Probablemente hayas oído, al menos una vez, que «el color de la suerte de hoy es el rojo». La gente ha vestido durante mucho tiempo cada color con un «significado». El color es luz y naturaleza, y algo que agita los sentimientos, así que es natural que el corazón le preste sentido. Pero hay una cosa que recordar: incluso el mismo color lleva significados bastante distintos de una cultura a otra.
Miremos unos cuantos hilos. El rojo se ama en muchas culturas de Asia oriental como el color de la vitalidad, la celebración y la suerte, mientras que en otras partes evoca también el amor o el peligro. El blanco significa pureza y un nuevo comienzo en Occidente, pero en partes de Asia oriental es además el color del luto. El dorado y el amarillo suelen evocar abundancia y nobleza; el verde, crecimiento y naturaleza; el azul, calma y confianza. Pero ninguno de estos es una «respuesta correcta universal»: muchas tradiciones han tallado cada una su propia historia en el color.
Entonces, ¿cómo usa la gente los colores de la suerte? Eligen el color de un atuendo que dé confianza en un día importante, llevan un color preferido a una habitación, o envuelven un regalo en un color que guarda un buen deseo. El color, podríamos decir, es «una herramienta suave para el ánimo y la disposición». Si una sola bufanda roja añade chispa a tu paso, y un azul sereno asienta tu corazón, el color ya ha cumplido su parte.

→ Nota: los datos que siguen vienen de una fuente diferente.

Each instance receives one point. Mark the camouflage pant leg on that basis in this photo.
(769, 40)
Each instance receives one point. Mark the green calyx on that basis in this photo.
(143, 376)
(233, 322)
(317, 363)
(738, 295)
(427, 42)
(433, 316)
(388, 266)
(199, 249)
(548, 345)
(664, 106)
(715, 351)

Hay algo que conviene decir con honestidad aquí. El simbolismo del color no es magia, sino un acuerdo de la cultura y del individuo. Lo que de verdad obra más es cómo te hace sentir un color a «ti». Un color teñido de un recuerdo de infancia, o uno que trae a la mente a un ser querido, mueve el corazón con más fuerza que cualquier significado tradicional. Así que, al elegir «el color de hoy», escucha no solo el significado escrito en un libro, sino también el matiz hacia el que se inclina tu propio corazón.
Visto así, un color de la suerte no es un amuleto que «cambia mi suerte», sino más bien un pequeño placer de elegir por ti mismo qué veta deseas añadir hoy a tu corazón. Un matiz cálido en un día en que necesitas valor, uno tranquilo en un día en que necesitas calma: consolarte a través del color. Como siempre en FortuneLeaf, esto se ofrece no como un destino fijo, sino como un pequeño placer de cuidar de ti.